The Court of Appeal has for the first time given guidance on how damages are to be awarded on a cross-undertaking in damages on a freezing order. This clarifies recent uncertainty on the principles in first instance decisions.
Whenever the Court makes an interim order pending trial, such as a freezing order, search order or injunction, invariably the Court requires an undertaking from the Claimant. This “cross-undertaking” makes the Claimant pay damages to the Defendant if it is later decided that the Claimant should not have been granted the interim order.
The Court of Appeal has reiterated the analogy of contractual principles that should apply to assessment of damages under a cross-undertaking. That is with the proviso that there is in reality no contract and there has to be room for exceptions.

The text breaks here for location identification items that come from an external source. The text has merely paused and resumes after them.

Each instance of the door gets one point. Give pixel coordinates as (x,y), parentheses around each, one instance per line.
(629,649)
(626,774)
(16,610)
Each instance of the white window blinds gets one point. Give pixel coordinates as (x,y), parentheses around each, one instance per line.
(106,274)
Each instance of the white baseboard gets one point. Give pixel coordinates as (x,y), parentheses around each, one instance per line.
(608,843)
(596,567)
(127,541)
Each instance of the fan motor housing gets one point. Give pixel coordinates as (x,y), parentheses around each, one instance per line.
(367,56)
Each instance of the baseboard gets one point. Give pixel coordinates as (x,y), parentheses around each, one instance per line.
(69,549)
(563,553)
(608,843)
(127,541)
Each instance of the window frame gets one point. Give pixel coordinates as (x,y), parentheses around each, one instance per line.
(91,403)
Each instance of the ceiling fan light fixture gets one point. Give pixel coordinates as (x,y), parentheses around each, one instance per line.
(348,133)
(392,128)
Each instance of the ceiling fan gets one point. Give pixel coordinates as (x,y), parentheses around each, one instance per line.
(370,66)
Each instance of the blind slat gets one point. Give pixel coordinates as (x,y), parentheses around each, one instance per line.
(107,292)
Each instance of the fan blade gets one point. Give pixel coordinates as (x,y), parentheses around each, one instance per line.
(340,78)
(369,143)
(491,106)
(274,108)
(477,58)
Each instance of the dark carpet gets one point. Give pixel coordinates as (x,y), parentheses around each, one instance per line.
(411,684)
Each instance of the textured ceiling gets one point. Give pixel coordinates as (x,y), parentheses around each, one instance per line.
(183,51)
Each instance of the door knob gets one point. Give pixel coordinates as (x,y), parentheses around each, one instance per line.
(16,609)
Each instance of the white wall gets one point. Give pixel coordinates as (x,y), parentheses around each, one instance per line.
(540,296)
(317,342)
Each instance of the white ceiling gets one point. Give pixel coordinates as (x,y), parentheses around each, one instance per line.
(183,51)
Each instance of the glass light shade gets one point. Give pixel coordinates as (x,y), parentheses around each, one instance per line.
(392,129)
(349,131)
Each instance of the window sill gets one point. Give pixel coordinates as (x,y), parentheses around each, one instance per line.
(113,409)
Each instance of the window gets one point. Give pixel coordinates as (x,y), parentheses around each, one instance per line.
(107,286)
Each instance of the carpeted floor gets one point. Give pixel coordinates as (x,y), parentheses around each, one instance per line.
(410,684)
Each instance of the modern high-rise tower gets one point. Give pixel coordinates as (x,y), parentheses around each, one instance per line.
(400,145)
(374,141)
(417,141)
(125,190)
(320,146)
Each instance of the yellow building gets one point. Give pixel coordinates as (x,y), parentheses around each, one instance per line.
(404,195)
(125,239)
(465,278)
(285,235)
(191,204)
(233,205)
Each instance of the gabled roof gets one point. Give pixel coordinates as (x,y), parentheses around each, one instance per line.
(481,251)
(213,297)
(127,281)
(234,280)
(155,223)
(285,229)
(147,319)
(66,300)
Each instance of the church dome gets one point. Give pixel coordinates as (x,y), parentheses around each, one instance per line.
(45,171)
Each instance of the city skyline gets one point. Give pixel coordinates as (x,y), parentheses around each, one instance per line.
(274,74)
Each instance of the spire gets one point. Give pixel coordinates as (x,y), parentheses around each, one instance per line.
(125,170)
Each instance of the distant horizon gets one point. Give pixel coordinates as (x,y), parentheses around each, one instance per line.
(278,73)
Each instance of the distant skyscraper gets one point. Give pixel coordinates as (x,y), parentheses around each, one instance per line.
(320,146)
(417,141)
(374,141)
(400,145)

In Abbey Forwarding Ltd (in liquidation) and another v Hone and others (No 3)  EWCA Civ 711;  WLR (D) 236 giving the lead judgment of the Court of Appeal, McCombe LJ held
‘When determining questions of compensation for loss arising as a result of a freezing order and the undertaking in damages therein, the correct approach was that the remote consequences of obtaining an injunction were not to be taken into account in assessing damages but that logical and sensible adjustments might well be required simply because the court was not awarding damages for breach of contract but was compensating for loss caused by the injunction which was wrongly granted.’
This was the correct approach where a Defendant who is the victim of an unfair injunction should be compensated for their loss. However, a Claimant should not be fixed with liabilities that no reasonable person could have foreseen, unless the Claimant knew or ought to have known of other circumstances that were likely to give rise to that type of loss.
Terms such as “common law damages” and “equitable compensation” did not assist.
The aggreived Defendants contended that they had been successful entrepreneurs with a track record of commercial and investment success which had been impeded for some 20 months because of the wrongful freezing order. On appeal it was confirmed that whilst principles of remoteness of damage in contract ought to apply in the circumstances, there should be flexibility so as to allow logical and sensible adjustments. This was because the Court was not awarding damages for breach of contract, but was compensating for loss caused by the injunction.
Vos LJ added that general damages could also be included within the cross-undertaking in some cases where appropiate, for stress, loss of reputation and general loss of business opportunities and disruption caused by inappropriate policing of the injunction.